Turizmde yatak sayısının ihtiyaçtan fazla olduğunu öne süren Taşbaşı "Bu dönemlerde bu yatak arzını kısıtlamamız lazım. Bu konuda yerel yönetimlere önemli görevler düşüyor. Zaten sektör bir kriz içindeyken yeni arzlarla piyasada bolluğu arttırıp fiyatları düşürmenin çok doğru bir şey olmadığını düşünüyorum" ifadelerini kullandı. 

“Bozulan imajımızı düzeltmek gerekli”

Ülke olarak son zamanlarda bozulmuş bir imajımızın olduğunu ve bu imajın kesinlikle düzeltilmesi gerektiğini anlatan Cumhur Güven Taşbaşı kültürel, sportif, sosyal bir etkinlik yaparak turizmin yeniden hareketlendirilebileceğini söyledi. Taşbaşı konuşmasını şöyle sürdürdü: "Bozulmuş bir imajımız var ve bu imajı kesinlikle düzeltmemiz lazım. Başta Bodrum ve Ege Bölgesi'nin bu imajı çok kolay düzeltebileceğini düşünüyorum. Nasıl düzeltilecek? Size soruyorum; burada bir terör var mı? Yok. Buraya gelen ziyaretçilerin hepsi sağlıklı bir şekilde geldiler, gittiler. Bunu dünyaya şöyle anlatabiliriz; turizmi bir kenara bırakıp Avrupa ile Bodrum Cup yarışları gibi sportif, kültürel ve sosyal ortak etkinlikler yapıp buraya davet etmemiz lazım. Onlarla birlikte gazetecileri, medya mensuplarını getirip buraları göstermemiz lazım. Yalnızca turizm için çağırırsanız gelmiyorlar. Eğer kültürel, sportif, sosyal bir etkinlik yaparsanız geliyorlar. Bodrum Cup'ın ödül töreninde buradaydım, çok yabancı gelmişti."

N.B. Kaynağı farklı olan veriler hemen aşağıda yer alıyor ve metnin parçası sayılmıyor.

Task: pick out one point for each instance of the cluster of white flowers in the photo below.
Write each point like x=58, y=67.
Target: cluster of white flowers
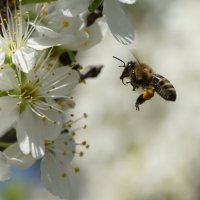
x=35, y=86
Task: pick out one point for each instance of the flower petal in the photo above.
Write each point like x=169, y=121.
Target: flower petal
x=17, y=158
x=72, y=8
x=33, y=130
x=56, y=177
x=66, y=145
x=2, y=57
x=7, y=79
x=118, y=23
x=4, y=168
x=8, y=113
x=127, y=1
x=26, y=58
x=61, y=82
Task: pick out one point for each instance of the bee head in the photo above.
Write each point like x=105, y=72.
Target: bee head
x=128, y=69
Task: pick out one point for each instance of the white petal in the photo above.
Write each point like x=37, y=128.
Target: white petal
x=17, y=158
x=56, y=177
x=29, y=135
x=43, y=42
x=127, y=1
x=33, y=130
x=118, y=23
x=8, y=113
x=66, y=146
x=26, y=58
x=4, y=168
x=72, y=8
x=96, y=33
x=2, y=57
x=7, y=79
x=62, y=82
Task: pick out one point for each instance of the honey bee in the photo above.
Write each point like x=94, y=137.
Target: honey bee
x=142, y=76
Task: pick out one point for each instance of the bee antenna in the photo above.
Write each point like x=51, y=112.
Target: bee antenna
x=137, y=60
x=120, y=60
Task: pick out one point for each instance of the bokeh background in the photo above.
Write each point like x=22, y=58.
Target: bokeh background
x=152, y=154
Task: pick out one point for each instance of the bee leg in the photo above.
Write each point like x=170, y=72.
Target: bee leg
x=148, y=94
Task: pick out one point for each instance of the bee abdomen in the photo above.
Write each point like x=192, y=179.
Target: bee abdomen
x=163, y=87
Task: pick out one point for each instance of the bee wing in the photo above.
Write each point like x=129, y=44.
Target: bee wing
x=163, y=87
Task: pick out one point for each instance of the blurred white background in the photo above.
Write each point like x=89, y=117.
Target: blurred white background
x=152, y=154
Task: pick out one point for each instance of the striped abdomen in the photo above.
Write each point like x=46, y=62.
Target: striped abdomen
x=163, y=87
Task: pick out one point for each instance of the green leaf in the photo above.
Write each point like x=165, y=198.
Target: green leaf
x=94, y=5
x=36, y=1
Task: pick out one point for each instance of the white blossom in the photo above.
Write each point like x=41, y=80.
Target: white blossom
x=29, y=102
x=119, y=25
x=70, y=32
x=4, y=168
x=57, y=170
x=14, y=41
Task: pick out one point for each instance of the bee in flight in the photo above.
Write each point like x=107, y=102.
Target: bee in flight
x=142, y=76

“Demokrasi, insan hakları ve hukuk yoksa…”

Taşbaşı Avrupa Birliği ile olan ilişkilerin turizm açısından önemine dikkat çekerek şöyle konuştu; "İnsanlar seyahat ederken şunlara çok dikkat ediyorlar; 1 demokrasi var mı? 2 insan hakları, hukuk var mı? Eğer gittiğimde bir hukuksuzluğa uğrarsam hukuksal bir sıkıntı yaşar mıyım? Bunları sağlayazsak istediğiniz kadar otel yapın, istediğiniz kadar otobüs alın, istediğiniz kadar müze açın. Hepsi hikaye. Gelmezler. Bunu sağlamanın yolu da Avrupa Birliği ile ilişkilerimizi iyi kurmaktan geçiyor. Avrupa Birliği ülkeleri, başta Brüksel olmak üzere teröre destek veriyorlar mı? Evet destekliyorlar. Bizim için sıkıntı mı? Evet sıkıntı. Ama biz buna bakmayacağız. Ben burada kaymakamken Kos Adası 15 günde bir ilişkilerimiz oluyordu. Oradaki insanlarla konuştuğumda bana birisi şöyle dedi; Türkiye ile Yunanistan'ın ilişkilerini bozan askerlerle siyasilerdir. Bu iki halkın birbiriyle hiçbir düşmanlığı yoktur. Biz birbirimizi tanıyan insanlarız diyordu. O kadar güzel özetledi ki. 'Bu düşmanlığı sağlayan askerler ve siyasilerdir. Bu düşmanlıktan rant sağlıyorlar' dedi." 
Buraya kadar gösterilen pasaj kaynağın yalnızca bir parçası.